Mit einem fairen Wettbewerbsrahmen müssen die Apotheken vor Ort zukunftsträchtige Entwicklungsmöglichkeiten erhalten. Es kann nicht sein, dass im Zuge der Entscheidung des Europäischen Gerichtshofes ausländische Versandhändler die Apotheken in Deutschland ausbooten können, weil letztere einerseits vom Preiswettbewerb rechtlich ausgeschlossen sind, andererseits aber auch der Marktmacht ausländischer Versandapotheken nichts entgegensetzen können. Das Bundesgesundheitsministerium sollte Wege prüfen, etwa über die bestehenden Rahmenverträge mit den Krankenkassen, einen aggressiven Preiswettbewerb der ausländischen Anbieter einzuschränken. Immerhin haben diese das Rabattverbot im Arzneimittelgesetz freiwillig akzeptiert und wollen im System der gesetzlichen Krankenversicherung abrechnen.
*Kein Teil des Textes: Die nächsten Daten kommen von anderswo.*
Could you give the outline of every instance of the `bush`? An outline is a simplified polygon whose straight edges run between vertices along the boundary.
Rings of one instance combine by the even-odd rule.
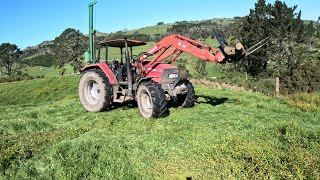
[[[42,55],[38,55],[31,59],[25,59],[24,63],[29,66],[43,66],[43,67],[51,67],[54,65],[55,56],[53,54],[45,53]]]
[[[160,26],[160,25],[163,25],[163,24],[164,24],[164,22],[158,22],[157,26]]]
[[[203,61],[202,59],[198,59],[196,63],[196,71],[198,78],[204,78],[208,75],[207,71],[207,62]]]
[[[8,76],[0,77],[0,83],[40,79],[40,78],[44,78],[44,75],[31,76],[27,73],[22,73],[21,71],[19,71],[19,73],[11,77],[8,77]]]

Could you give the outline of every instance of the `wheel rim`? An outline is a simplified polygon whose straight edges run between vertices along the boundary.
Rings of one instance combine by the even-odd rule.
[[[141,101],[142,110],[147,114],[152,113],[151,97],[147,91],[141,92],[140,101]]]
[[[96,81],[88,81],[86,83],[85,91],[86,99],[90,104],[97,104],[100,101],[101,90],[99,88],[99,84]]]

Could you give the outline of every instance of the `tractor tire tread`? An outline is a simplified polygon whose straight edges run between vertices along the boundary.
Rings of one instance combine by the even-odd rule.
[[[85,76],[86,73],[90,73],[90,72],[95,73],[95,74],[98,75],[98,77],[99,77],[100,80],[102,81],[103,88],[104,88],[104,90],[105,90],[105,92],[106,92],[106,93],[104,94],[104,97],[103,97],[103,100],[104,100],[103,104],[102,104],[100,107],[96,108],[95,110],[92,110],[92,112],[102,112],[102,111],[105,111],[105,110],[107,110],[107,109],[111,106],[111,104],[112,104],[112,102],[113,102],[113,90],[112,90],[112,86],[111,86],[111,84],[110,84],[110,82],[109,82],[108,77],[104,74],[103,71],[101,71],[100,69],[90,69],[90,70],[85,71],[85,72],[82,74],[82,76],[81,76],[81,78],[80,78],[80,80],[79,80],[79,90],[80,90],[80,86],[81,86],[81,85],[80,85],[81,79],[83,78],[83,76]],[[79,92],[79,96],[80,96],[80,92]],[[87,109],[86,109],[86,110],[87,110]],[[87,110],[87,111],[88,111],[88,110]]]
[[[182,103],[181,106],[179,106],[179,108],[193,107],[195,103],[196,94],[195,94],[192,83],[190,81],[187,81],[186,86],[187,86],[187,95],[185,97],[184,102]]]
[[[168,114],[168,103],[164,93],[164,90],[161,88],[160,84],[154,81],[148,81],[143,83],[150,92],[152,101],[153,101],[153,118],[162,118]]]

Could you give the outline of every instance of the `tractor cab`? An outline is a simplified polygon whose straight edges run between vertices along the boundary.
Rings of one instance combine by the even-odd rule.
[[[115,39],[115,40],[109,40],[109,41],[103,41],[98,43],[98,54],[97,54],[97,61],[98,62],[103,62],[105,61],[106,63],[109,63],[108,60],[112,60],[109,57],[109,53],[113,52],[113,51],[109,51],[109,47],[113,47],[113,48],[119,48],[120,49],[120,57],[112,57],[114,61],[118,61],[120,60],[120,62],[118,61],[118,63],[120,63],[120,65],[124,64],[124,60],[125,60],[125,48],[126,48],[126,44],[125,41],[127,41],[128,44],[128,51],[129,51],[129,58],[133,59],[133,54],[132,54],[132,48],[135,46],[144,46],[147,43],[143,42],[143,41],[138,41],[138,40],[132,40],[132,39]],[[105,51],[105,52],[103,52]],[[101,54],[104,53],[105,56],[101,57]]]
[[[118,82],[124,82],[125,79],[127,79],[127,71],[134,70],[132,67],[127,69],[127,61],[129,60],[130,63],[132,63],[133,59],[137,59],[137,57],[133,55],[133,47],[144,46],[146,44],[147,43],[143,41],[126,38],[100,42],[98,43],[97,62],[106,63],[116,75]],[[115,49],[110,49],[110,47],[119,48],[120,56],[114,56]],[[128,52],[128,60],[126,59],[126,51]],[[104,56],[101,57],[103,54]]]

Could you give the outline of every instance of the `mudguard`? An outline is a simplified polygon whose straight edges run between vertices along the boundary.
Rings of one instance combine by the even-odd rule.
[[[113,71],[109,68],[109,66],[107,64],[105,64],[105,63],[89,64],[89,65],[83,67],[81,70],[86,71],[89,69],[100,69],[108,77],[109,82],[112,86],[118,85],[118,80],[117,80],[116,76],[114,75]]]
Apotheken sollte zudem ermöglicht werden, als Shop im Shop in Einzelhandelsgeschäften Präsenz zu zeigen. Außerdem sollten sie ihr Sortiment um nicht gesundheitsspezifische Produkte erweitern dürfen, wenn gewünscht. Diese Vorschläge hat die Monopolkommission der Bundesregierung schon vor Jahren unterbreitet. Diese Liberalisierung ist überfällig. Möglich ist zudem, dass Apotheker vor Ort für die persönliche Ausgabe von Medikamenten und für spezifische pharmazeutischer Beratung und Dienstleistung eine zusätzliche Prämie durch die Kassen erhalten. Not- und Nachtdienste müssten besser honoriert und die Sicherstellung des Angebotes in dünn besiedelten Räumen finanziert werden.
Wir wissen: Viele wollen an den bestehenden Regeln festhalten oder gar den Wettbewerb wieder beschränken. Ja, wirtschaftliche Interessen der Etablierten muss man ernst nehmen. Genauso gibt es aber Menschen, die sich als Patienten und Kunden von einer Öffnung des Marktes und einer Weiterentwicklung (digitaler) Angebote gute Beratung, komfortablere Logistik und günstige Preise versprechen. Wir sollten die Interessen beider Seiten berücksichtigen – und Rahmenbedingungen schaffen, in denen ein differenziertes Angebot möglich ist. Denn eines habe ich aus der Korrespondenz mit vielen Apothekern gelernt: Es gibt auch in ihren Reihen wesentlich mehr Bereitschaft zur Veränderung, als es mancher Interessenvertreter glaubt.